First, good journaling content should record just enough information. The problem of logging too little information is obvious, but too much can also be problematic, diluting the truly useful information, taxing the entire logging system, and even affecting the performance of the core business.
Furthermore, in a distributed architecture, a complete request passes through many nodes, and the call logs on these nodes need to be concatenated when analyzing the problem. This requires a complete set of log collection and query tools, the most commonly used is ELK. Since the logs are distributed on different nodes, to concatenate them, the entire invocation link needs to be marked and logged.

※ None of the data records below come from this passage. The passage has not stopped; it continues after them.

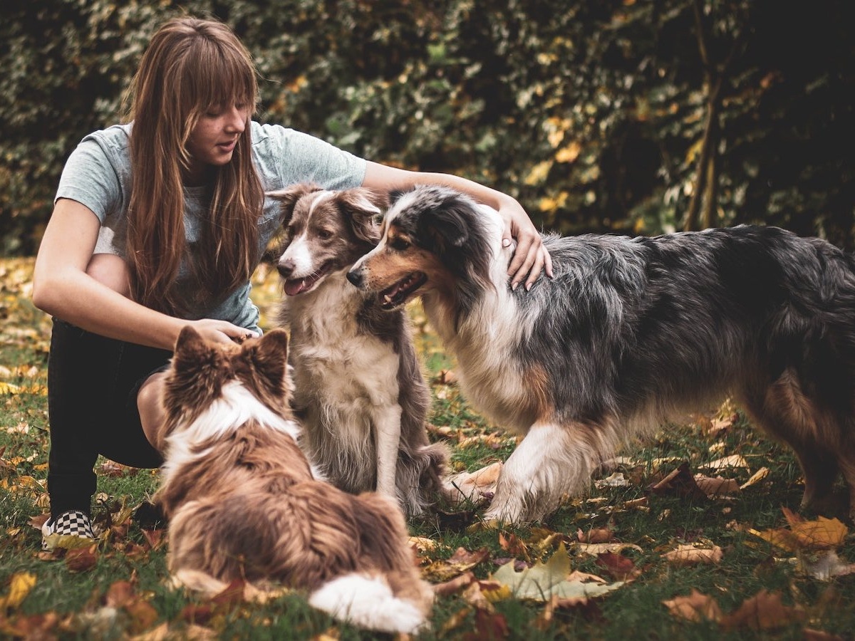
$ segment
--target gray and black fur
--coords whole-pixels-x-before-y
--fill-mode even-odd
[[[386,237],[398,249],[384,238],[351,281],[371,289],[383,256],[402,255],[408,243],[433,256],[451,277],[409,295],[422,296],[457,353],[470,399],[499,425],[523,433],[557,426],[566,436],[548,447],[533,444],[524,456],[539,462],[512,455],[488,515],[542,517],[627,436],[726,395],[793,448],[805,505],[827,499],[842,473],[855,510],[852,256],[775,227],[550,235],[544,243],[554,278],[512,291],[501,223],[467,197],[416,188],[392,206],[389,221]],[[479,368],[496,350],[517,373],[505,376],[507,388],[518,385],[521,394]],[[551,450],[562,447],[573,451]]]

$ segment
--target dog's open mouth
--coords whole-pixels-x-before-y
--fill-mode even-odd
[[[285,293],[288,296],[297,296],[298,294],[304,294],[307,291],[310,291],[317,285],[317,282],[327,275],[328,271],[329,266],[324,265],[317,271],[312,272],[304,278],[286,279],[283,285]]]
[[[407,302],[419,287],[428,282],[423,272],[413,272],[391,287],[380,292],[380,305],[384,309],[394,309]]]

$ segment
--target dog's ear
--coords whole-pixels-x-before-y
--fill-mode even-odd
[[[279,201],[279,206],[282,211],[283,223],[287,225],[291,220],[291,216],[294,213],[294,206],[297,204],[297,201],[306,194],[320,191],[321,187],[315,183],[298,183],[297,185],[292,185],[290,187],[275,191],[266,191],[264,195]]]
[[[253,345],[252,362],[272,387],[279,389],[288,371],[288,332],[276,327],[262,336]]]
[[[192,325],[181,328],[175,341],[175,353],[173,363],[176,369],[186,369],[194,362],[198,362],[202,355],[209,351],[205,339]]]
[[[376,245],[380,242],[380,220],[389,206],[386,194],[359,187],[339,194],[339,203],[347,214],[354,235]]]

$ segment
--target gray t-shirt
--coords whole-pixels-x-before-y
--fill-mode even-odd
[[[265,191],[312,181],[326,189],[357,187],[365,176],[365,161],[306,133],[279,125],[251,123],[252,161]],[[130,202],[131,125],[115,125],[91,133],[72,152],[62,170],[56,200],[71,198],[88,207],[101,221],[96,254],[125,256]],[[213,318],[257,330],[258,309],[250,300],[250,283],[215,301],[196,301],[201,291],[193,282],[192,260],[200,221],[206,214],[206,187],[184,188],[184,228],[189,256],[184,256],[175,286],[186,292],[192,307],[187,320]],[[56,201],[55,201],[56,202]],[[259,255],[281,224],[279,203],[265,198],[258,221]]]

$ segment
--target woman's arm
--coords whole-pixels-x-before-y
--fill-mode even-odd
[[[414,185],[426,184],[445,185],[463,191],[502,215],[505,221],[503,244],[508,246],[511,238],[516,240],[516,250],[508,266],[511,287],[516,289],[525,279],[526,289],[529,289],[541,270],[551,278],[552,261],[543,246],[540,234],[522,206],[507,194],[450,173],[411,172],[371,162],[368,163],[363,180],[363,186],[377,191],[407,189]]]
[[[191,321],[144,307],[103,284],[115,286],[127,278],[127,272],[103,274],[100,281],[87,273],[99,228],[97,216],[88,207],[68,198],[56,201],[36,257],[33,304],[97,334],[172,350],[181,327]],[[214,340],[247,334],[225,320],[192,323]]]

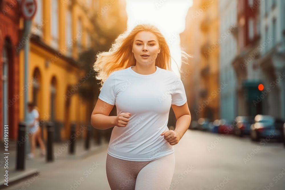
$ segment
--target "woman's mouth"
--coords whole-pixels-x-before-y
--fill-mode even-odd
[[[141,56],[144,59],[146,59],[147,58],[148,58],[148,57],[149,57],[149,56],[144,55],[141,55]]]

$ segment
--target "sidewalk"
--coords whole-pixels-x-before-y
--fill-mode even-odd
[[[74,155],[70,155],[68,154],[70,146],[66,142],[63,142],[60,143],[54,143],[53,154],[54,155],[54,161],[47,162],[46,161],[46,155],[44,157],[40,156],[40,149],[39,147],[36,148],[35,151],[35,158],[33,160],[29,160],[27,159],[27,156],[26,153],[25,162],[25,169],[22,171],[17,171],[16,170],[17,162],[17,142],[10,142],[9,144],[9,151],[5,152],[9,152],[9,154],[4,154],[3,150],[0,150],[0,171],[2,174],[0,177],[0,189],[3,189],[7,186],[4,185],[5,183],[4,181],[4,174],[5,170],[9,170],[9,184],[11,185],[13,183],[16,183],[19,180],[29,177],[34,175],[38,175],[41,173],[41,170],[45,170],[51,166],[55,166],[56,165],[60,164],[64,160],[79,159],[86,158],[93,155],[101,151],[106,150],[109,145],[109,142],[105,141],[105,138],[101,139],[101,144],[99,145],[95,144],[94,139],[91,139],[90,142],[90,148],[88,150],[85,150],[84,147],[85,139],[77,139],[75,142],[75,153]],[[47,148],[46,142],[44,142]],[[0,142],[4,147],[3,143]],[[4,158],[6,156],[9,155],[9,168],[5,169],[5,159]]]

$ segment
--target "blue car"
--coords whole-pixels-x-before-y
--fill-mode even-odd
[[[283,141],[283,128],[284,121],[269,115],[257,115],[255,122],[251,126],[251,138],[258,141],[262,138],[268,140],[275,139],[279,142]]]

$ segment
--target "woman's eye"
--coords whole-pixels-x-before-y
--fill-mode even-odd
[[[141,45],[142,45],[142,44],[137,44],[137,45],[140,45],[140,44],[141,44]],[[154,46],[154,44],[150,44],[149,45],[152,45],[152,46]]]

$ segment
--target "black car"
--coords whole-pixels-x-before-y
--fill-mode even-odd
[[[255,123],[251,126],[251,140],[258,141],[261,138],[276,139],[279,142],[283,141],[283,128],[284,121],[269,115],[257,115]]]
[[[251,126],[254,123],[254,116],[238,116],[235,118],[233,134],[241,137],[250,134]]]

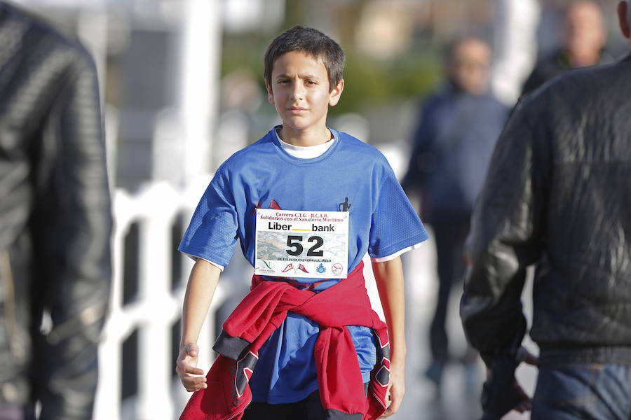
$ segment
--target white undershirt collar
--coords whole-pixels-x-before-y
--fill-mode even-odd
[[[326,143],[316,144],[316,146],[294,146],[283,141],[278,136],[277,130],[274,130],[274,134],[276,134],[276,138],[278,139],[278,142],[280,144],[283,149],[294,158],[299,159],[313,159],[321,156],[335,143],[334,139],[331,139]]]

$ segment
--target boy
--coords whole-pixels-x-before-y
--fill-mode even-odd
[[[384,156],[326,126],[344,85],[339,46],[295,27],[264,59],[283,124],[219,167],[179,248],[196,262],[177,370],[201,390],[181,419],[388,416],[404,393],[399,255],[427,234]],[[237,237],[255,267],[251,292],[224,323],[208,374],[196,376],[195,343]],[[387,328],[364,286],[367,251]]]

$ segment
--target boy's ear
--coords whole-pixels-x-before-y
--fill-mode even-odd
[[[271,87],[267,80],[265,80],[265,88],[267,89],[267,100],[270,104],[274,105],[274,94],[272,93]]]
[[[339,80],[339,82],[331,90],[330,93],[329,93],[329,105],[333,106],[334,105],[337,105],[339,102],[339,97],[341,96],[342,90],[344,90],[344,79]]]

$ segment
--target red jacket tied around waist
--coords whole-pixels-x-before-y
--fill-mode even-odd
[[[323,406],[332,410],[332,418],[372,420],[383,414],[390,372],[388,330],[370,306],[363,265],[360,262],[347,279],[319,293],[254,276],[250,293],[224,323],[213,347],[219,356],[206,375],[208,388],[193,394],[180,420],[241,418],[252,400],[248,382],[259,349],[288,311],[320,326],[315,349],[318,382]],[[369,327],[381,343],[367,397],[355,346],[345,326]]]

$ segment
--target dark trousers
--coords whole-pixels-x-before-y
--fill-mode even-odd
[[[35,410],[32,405],[0,405],[0,420],[34,420]]]
[[[531,418],[631,419],[631,367],[578,363],[539,366]]]
[[[447,304],[452,288],[462,284],[466,268],[464,243],[469,233],[470,223],[468,216],[432,223],[436,242],[438,295],[430,327],[430,346],[432,358],[437,362],[445,363],[449,359],[445,329]],[[470,349],[463,361],[473,363],[475,358],[475,351]]]

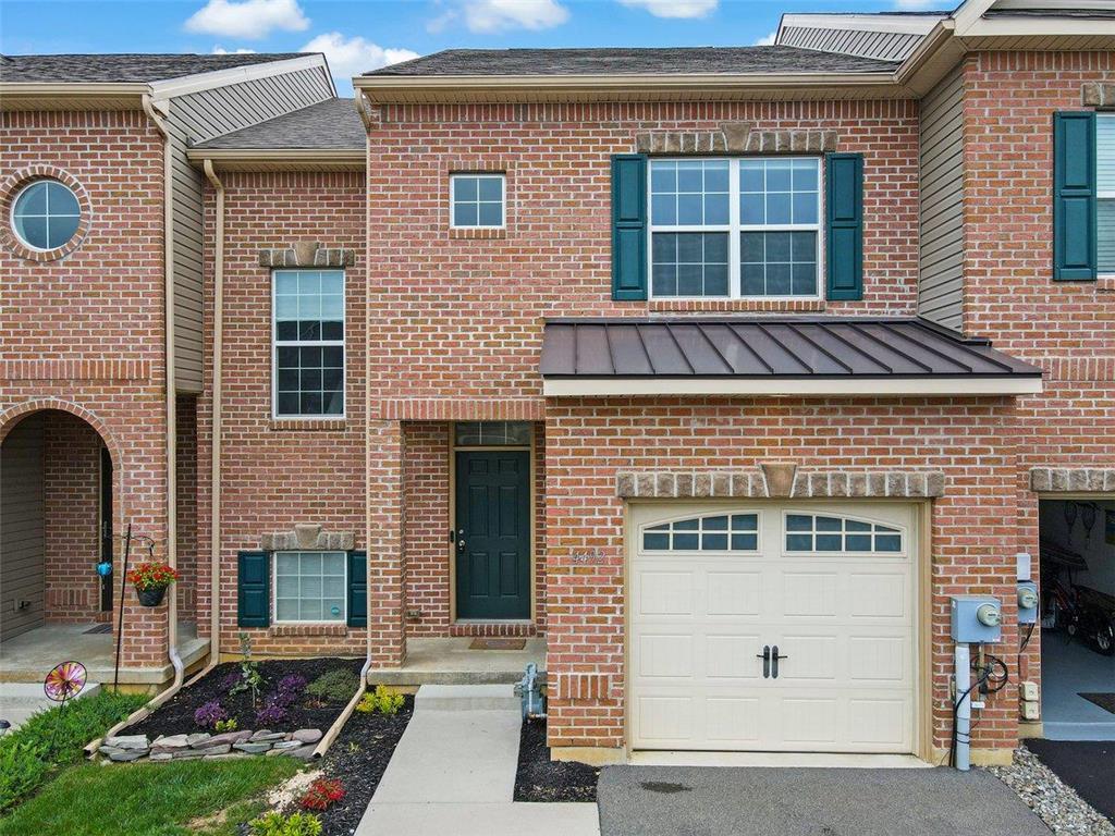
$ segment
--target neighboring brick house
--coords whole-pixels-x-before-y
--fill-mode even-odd
[[[1036,577],[1040,498],[1115,497],[1115,20],[1072,6],[449,50],[193,144],[200,635],[411,684],[432,648],[544,640],[561,758],[938,762],[950,596],[993,595],[972,745],[1009,757],[1040,681],[1016,555]],[[124,449],[161,444],[158,393]]]

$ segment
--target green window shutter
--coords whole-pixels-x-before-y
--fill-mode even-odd
[[[349,626],[368,626],[368,553],[349,552]]]
[[[236,623],[240,626],[271,624],[271,554],[236,554]]]
[[[863,155],[825,155],[827,298],[863,299]]]
[[[647,155],[612,157],[612,299],[647,298]]]
[[[1096,278],[1096,115],[1053,116],[1053,278]]]

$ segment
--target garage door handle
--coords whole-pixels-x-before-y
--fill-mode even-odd
[[[780,655],[778,655],[778,645],[775,644],[770,649],[770,677],[773,679],[778,679],[778,660],[779,659],[789,659],[789,657],[780,657]]]

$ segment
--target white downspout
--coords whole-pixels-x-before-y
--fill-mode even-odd
[[[224,356],[224,184],[213,161],[204,161],[205,177],[216,194],[213,253],[213,432],[210,457],[210,659],[196,682],[221,659],[221,420]]]
[[[163,117],[156,113],[151,94],[143,96],[143,109],[163,135],[163,279],[166,308],[164,321],[166,329],[166,562],[174,568],[178,565],[178,445],[177,425],[178,410],[176,404],[177,386],[174,377],[174,171],[172,161],[171,132]],[[171,595],[167,606],[167,655],[174,665],[174,682],[171,693],[182,687],[185,672],[182,657],[178,655],[178,596]]]

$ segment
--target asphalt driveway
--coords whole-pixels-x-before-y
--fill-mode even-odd
[[[979,769],[608,767],[602,836],[1049,836]]]

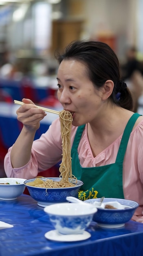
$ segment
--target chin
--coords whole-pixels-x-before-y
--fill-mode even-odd
[[[79,121],[75,121],[75,120],[73,120],[72,122],[72,125],[74,126],[80,126],[83,124],[85,124],[85,123],[80,123]]]

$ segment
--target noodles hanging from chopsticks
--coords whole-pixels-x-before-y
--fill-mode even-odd
[[[56,182],[47,179],[46,181],[40,180],[40,183],[35,180],[35,186],[46,188],[61,188],[74,186],[75,184],[72,183],[73,179],[76,181],[77,178],[72,175],[71,158],[70,133],[73,117],[71,113],[63,110],[59,112],[59,121],[61,124],[61,133],[62,140],[62,159],[60,165],[59,171],[59,177],[61,180]],[[34,181],[29,182],[28,185],[34,186]],[[37,182],[37,183],[36,183]],[[38,184],[37,184],[38,183]]]

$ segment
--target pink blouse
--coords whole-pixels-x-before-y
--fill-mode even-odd
[[[77,127],[72,126],[71,146]],[[98,166],[114,163],[123,134],[95,157],[93,156],[88,140],[87,125],[79,145],[80,164],[83,167]],[[140,207],[133,219],[143,223],[143,121],[131,133],[123,165],[123,190],[124,198],[137,202]],[[33,141],[29,162],[20,168],[13,168],[9,149],[4,161],[7,177],[26,179],[35,177],[38,173],[47,170],[62,159],[60,125],[58,118],[40,138]],[[115,184],[115,189],[116,184]]]

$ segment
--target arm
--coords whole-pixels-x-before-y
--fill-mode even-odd
[[[22,130],[13,145],[11,152],[11,165],[13,168],[25,165],[29,161],[31,148],[40,121],[46,115],[37,108],[30,100],[24,99],[22,105],[16,112],[18,119],[23,124]]]
[[[47,131],[35,140],[29,161],[25,165],[13,168],[11,161],[10,148],[5,157],[4,167],[7,177],[31,179],[38,173],[47,170],[62,159],[62,147],[59,119],[53,121]]]

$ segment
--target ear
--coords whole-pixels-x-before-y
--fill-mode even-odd
[[[107,80],[102,88],[102,100],[107,99],[112,93],[114,88],[114,83],[112,80]]]

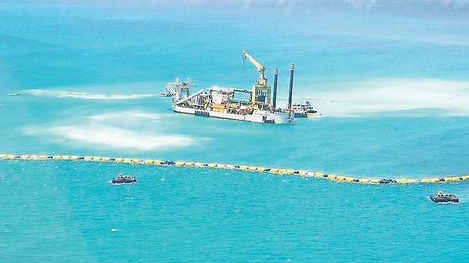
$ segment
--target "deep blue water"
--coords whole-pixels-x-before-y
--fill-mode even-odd
[[[0,1],[0,153],[286,168],[357,178],[469,171],[468,6],[342,1],[130,6]],[[352,2],[352,1],[349,1]],[[412,8],[419,7],[420,11]],[[405,10],[405,11],[404,11]],[[178,115],[164,85],[248,88],[266,125]],[[9,96],[20,93],[20,96]],[[119,173],[137,177],[112,185]],[[374,185],[268,173],[0,159],[1,262],[464,262],[467,183]],[[442,190],[457,205],[437,205]]]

Efficient and healthy platters
As an aggregation display platform, the health tray is only used to display the real-time health status of the system. Each monitoring system reports data to the platform through a unified interface, including:
-
Service information: service node information, service name, node ID, node IP address, etc.
-
Service domain information: The service domain to which the service belongs. Multi-level service domains can be supported if necessary.
-
Data dimensions: Monitoring dimensions such as resources, performance, high availability, and service indicators.
-
Dimension priority: Different priorities have different display weights. Exceptions with higher priorities are displayed first.
-
Health level: indicates the health of the service, such as health when there is no abnormal, sub-health when there is a small number of warnings, unhealthy when there is a large number of alarms, downtime when the service is unavailable.
-
Detail link: Used for detail drill-down.
-
Monitoring dimension aggregation: All monitoring dimension data on the same node can be aggregated and displayed after weighted calculation based on priority weight and health level.
-
Application status aggregation: Data on unified service nodes can be aggregated and services in the same service domain can be aggregated and displayed.
-
Priority display: The display can be sorted according to the aggregated health priority in real time. The display with low health priority is displayed.
-
Drill-down analysis: Supports drill-down analysis of node data by monitoring dimension and service dimension.
conclusion
More technical dry goods, welcome to pay attention to the VX public account “netease smart Enterprise technology +”. Series of courses in advance, free gifts, but also direct conversations with CTO.